As Certain Affinity’s vice president of marketing and operations, Gharbi ensures the company hits its overall business, people and revenue goals, as well as long-term company objectives. Not only has Gharbi continued to break stereotypes as a Persian-American Middle Eastern woman in both the tech and video-gaming industries, but she also enjoys working in a profession that mixes STEM, creativity and business.

“It is one of a few industries where you see all of these disciplines come together,” Gharbi says. “Gaming is on the edge of innovation as it relates to technology and human interaction.

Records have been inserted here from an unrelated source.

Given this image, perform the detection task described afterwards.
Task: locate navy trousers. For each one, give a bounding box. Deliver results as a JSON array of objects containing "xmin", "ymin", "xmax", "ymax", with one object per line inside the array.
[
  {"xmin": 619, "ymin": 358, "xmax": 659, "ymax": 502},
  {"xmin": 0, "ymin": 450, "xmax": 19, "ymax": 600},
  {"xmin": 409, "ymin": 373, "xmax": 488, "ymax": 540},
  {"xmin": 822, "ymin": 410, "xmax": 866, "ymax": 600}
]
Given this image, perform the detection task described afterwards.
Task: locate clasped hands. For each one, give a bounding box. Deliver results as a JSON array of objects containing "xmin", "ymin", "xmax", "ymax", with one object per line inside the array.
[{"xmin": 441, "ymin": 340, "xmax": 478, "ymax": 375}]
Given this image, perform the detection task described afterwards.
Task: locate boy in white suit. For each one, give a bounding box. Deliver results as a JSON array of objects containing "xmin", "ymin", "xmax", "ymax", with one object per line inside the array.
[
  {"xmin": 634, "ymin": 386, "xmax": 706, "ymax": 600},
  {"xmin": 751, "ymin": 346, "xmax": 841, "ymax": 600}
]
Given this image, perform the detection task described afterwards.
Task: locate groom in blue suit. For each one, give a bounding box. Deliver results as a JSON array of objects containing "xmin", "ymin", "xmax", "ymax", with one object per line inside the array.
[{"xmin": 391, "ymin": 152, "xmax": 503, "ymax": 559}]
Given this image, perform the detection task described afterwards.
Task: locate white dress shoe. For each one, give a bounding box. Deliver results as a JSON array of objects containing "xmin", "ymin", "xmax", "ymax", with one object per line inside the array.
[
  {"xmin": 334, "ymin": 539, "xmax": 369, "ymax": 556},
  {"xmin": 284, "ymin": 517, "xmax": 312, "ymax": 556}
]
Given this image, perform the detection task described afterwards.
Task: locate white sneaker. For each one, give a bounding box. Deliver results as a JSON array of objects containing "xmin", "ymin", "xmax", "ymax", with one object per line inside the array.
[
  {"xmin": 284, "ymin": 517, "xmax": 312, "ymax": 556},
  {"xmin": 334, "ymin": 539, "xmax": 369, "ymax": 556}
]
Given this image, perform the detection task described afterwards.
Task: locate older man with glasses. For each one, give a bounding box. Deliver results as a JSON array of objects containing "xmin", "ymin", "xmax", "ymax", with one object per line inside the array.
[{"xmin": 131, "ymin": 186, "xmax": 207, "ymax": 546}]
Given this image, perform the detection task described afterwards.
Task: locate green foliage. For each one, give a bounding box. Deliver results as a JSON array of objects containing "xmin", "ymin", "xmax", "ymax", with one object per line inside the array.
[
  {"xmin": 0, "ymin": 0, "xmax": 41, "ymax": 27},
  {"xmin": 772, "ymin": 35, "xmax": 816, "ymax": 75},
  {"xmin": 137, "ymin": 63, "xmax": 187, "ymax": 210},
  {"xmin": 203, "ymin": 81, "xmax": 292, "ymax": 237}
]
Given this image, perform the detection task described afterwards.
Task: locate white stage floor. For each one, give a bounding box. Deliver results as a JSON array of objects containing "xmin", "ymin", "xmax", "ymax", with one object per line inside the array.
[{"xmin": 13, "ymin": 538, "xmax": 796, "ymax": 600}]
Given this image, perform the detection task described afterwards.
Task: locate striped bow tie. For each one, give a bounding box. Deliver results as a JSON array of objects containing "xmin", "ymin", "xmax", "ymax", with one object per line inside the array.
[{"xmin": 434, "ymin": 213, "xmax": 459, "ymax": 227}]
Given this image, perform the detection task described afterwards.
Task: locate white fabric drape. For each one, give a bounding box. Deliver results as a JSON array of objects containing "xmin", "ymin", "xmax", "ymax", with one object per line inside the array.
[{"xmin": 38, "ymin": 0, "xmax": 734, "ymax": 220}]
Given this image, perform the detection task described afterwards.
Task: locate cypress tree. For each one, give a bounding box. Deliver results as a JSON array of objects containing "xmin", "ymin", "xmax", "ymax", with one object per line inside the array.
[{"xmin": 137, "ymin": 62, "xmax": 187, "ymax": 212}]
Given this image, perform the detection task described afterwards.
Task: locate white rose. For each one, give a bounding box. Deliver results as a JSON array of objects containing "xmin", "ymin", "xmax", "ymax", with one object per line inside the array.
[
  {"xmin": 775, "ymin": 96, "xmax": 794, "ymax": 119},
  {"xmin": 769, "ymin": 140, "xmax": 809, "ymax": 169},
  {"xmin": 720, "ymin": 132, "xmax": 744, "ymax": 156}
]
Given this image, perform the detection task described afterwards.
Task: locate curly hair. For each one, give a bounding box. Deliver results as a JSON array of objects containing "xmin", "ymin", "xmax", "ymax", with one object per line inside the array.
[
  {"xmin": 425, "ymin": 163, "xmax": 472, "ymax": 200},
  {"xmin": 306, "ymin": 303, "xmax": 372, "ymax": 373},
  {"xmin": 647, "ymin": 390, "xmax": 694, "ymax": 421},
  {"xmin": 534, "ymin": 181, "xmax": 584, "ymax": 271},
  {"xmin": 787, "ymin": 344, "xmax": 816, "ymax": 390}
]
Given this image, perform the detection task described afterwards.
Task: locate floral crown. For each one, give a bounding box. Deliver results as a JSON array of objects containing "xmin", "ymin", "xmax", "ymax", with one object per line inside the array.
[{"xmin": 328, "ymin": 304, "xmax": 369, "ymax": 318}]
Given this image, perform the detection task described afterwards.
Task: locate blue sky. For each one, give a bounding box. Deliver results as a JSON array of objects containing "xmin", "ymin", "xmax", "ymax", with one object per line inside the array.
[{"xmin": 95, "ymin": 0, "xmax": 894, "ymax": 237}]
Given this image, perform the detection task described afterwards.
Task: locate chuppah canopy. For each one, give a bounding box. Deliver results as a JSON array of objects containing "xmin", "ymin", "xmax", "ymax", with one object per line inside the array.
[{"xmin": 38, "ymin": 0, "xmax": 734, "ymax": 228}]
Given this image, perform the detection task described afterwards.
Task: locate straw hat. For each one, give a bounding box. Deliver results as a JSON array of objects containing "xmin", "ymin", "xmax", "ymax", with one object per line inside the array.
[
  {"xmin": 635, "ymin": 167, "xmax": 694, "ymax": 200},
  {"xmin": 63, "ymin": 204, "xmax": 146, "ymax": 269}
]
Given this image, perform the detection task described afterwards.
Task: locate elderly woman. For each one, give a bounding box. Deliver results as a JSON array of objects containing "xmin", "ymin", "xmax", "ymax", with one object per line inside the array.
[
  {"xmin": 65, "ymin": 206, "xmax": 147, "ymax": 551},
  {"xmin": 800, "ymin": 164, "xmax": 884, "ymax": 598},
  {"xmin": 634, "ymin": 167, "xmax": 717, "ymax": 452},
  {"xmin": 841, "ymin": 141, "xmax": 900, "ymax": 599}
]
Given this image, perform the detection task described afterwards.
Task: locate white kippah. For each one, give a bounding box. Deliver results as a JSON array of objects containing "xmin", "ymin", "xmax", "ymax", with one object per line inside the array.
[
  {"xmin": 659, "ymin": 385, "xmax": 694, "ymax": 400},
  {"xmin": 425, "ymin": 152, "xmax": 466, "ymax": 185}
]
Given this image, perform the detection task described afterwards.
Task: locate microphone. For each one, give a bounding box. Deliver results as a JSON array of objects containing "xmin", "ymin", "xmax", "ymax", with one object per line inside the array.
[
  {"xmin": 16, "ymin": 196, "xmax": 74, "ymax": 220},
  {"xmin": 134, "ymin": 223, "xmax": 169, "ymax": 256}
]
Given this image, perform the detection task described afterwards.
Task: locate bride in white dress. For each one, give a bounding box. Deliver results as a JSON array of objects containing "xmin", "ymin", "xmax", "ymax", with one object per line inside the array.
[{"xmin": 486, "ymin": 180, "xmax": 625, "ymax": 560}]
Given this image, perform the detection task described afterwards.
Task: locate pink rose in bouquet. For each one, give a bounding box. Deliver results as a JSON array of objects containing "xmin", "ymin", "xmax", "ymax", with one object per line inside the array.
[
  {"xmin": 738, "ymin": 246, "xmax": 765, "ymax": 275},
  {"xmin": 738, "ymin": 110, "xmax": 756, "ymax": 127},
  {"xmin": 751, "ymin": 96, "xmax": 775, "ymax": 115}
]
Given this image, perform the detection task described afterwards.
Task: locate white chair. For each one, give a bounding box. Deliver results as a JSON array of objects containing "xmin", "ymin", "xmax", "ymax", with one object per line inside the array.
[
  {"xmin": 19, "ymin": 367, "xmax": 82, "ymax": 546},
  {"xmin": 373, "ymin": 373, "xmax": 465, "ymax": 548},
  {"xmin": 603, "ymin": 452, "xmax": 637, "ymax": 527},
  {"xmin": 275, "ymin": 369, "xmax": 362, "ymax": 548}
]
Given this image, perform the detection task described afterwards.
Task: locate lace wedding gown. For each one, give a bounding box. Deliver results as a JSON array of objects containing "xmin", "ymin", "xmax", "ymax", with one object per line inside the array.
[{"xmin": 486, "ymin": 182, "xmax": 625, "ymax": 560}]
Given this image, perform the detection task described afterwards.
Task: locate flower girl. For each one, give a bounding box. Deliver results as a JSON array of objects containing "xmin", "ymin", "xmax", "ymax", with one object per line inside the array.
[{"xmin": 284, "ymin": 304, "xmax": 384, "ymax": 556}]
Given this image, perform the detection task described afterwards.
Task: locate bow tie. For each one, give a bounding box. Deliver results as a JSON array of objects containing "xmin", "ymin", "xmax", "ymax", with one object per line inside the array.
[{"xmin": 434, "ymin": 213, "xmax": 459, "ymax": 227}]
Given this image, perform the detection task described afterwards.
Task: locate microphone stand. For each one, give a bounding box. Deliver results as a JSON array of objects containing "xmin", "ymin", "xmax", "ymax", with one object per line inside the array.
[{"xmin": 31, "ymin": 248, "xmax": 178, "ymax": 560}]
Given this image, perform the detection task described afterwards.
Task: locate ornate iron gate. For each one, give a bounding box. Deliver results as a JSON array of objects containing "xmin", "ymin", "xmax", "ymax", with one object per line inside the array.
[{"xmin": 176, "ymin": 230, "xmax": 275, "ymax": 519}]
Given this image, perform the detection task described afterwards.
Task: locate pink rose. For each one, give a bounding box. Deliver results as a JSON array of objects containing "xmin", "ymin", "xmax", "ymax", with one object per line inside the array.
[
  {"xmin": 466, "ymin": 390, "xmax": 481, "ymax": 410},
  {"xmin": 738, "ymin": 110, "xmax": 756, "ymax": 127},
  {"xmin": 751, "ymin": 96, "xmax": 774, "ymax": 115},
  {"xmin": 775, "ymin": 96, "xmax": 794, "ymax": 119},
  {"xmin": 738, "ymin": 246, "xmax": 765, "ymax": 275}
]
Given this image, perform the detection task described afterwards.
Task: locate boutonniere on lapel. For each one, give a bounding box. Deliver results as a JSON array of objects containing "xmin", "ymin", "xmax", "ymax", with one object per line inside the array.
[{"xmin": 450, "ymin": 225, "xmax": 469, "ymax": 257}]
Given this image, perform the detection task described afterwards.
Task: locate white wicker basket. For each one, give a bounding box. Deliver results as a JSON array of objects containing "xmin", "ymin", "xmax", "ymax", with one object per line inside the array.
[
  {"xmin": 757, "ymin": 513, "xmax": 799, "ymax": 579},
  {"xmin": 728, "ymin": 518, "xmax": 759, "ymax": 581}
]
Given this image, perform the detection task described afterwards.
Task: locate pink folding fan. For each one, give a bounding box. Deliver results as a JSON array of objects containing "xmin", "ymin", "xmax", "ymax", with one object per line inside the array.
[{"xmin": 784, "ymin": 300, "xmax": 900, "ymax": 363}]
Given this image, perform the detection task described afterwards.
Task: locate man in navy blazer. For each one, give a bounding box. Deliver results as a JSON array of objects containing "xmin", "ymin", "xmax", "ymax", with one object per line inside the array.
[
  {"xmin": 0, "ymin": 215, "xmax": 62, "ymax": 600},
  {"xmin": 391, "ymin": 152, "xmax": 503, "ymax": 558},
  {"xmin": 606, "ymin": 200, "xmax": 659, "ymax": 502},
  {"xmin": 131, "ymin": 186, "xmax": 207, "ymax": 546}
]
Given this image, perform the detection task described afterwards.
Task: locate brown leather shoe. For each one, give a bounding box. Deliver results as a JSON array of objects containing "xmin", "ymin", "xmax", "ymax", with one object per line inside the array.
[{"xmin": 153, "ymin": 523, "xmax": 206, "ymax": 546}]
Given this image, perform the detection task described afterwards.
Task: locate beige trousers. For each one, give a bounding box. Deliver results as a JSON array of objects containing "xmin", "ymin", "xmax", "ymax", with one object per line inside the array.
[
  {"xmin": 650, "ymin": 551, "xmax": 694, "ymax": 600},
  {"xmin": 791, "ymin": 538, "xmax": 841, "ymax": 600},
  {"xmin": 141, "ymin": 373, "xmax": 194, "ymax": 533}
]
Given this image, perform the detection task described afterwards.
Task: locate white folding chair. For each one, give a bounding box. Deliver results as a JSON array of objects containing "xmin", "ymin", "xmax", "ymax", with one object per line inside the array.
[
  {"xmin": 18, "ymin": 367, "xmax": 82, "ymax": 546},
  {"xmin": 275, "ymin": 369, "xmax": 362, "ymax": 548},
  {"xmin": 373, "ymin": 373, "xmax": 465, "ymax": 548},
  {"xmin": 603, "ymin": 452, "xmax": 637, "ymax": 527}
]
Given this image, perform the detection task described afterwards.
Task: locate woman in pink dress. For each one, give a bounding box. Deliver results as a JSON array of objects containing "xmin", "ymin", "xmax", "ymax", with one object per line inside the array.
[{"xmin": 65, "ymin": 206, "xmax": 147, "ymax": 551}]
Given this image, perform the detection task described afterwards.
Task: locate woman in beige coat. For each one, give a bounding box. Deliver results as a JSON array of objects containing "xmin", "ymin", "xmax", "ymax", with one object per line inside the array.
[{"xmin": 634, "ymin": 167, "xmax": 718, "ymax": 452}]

It’s a pioneer in many ways to pave the path on how technology is applied in different industries and different problems.”

In addition to her role at Certain Affinity, Gharbi has a passion for empowering others, helping the local community and other businesses, and advocating for initiatives in support of economic growth and education. Most recently, she worked with Capital IDEA, as well as with Austin Community College on its tech-education program in an effort to create more opportunity for lower- income individuals to move into tech. She’s also been advocating for initiatives that support mandatory sick pay, job creation, economic development and small-business support in Austin.

“I love what I do and do what I love,” Gharbi says. “I believe that is critical to individual success.”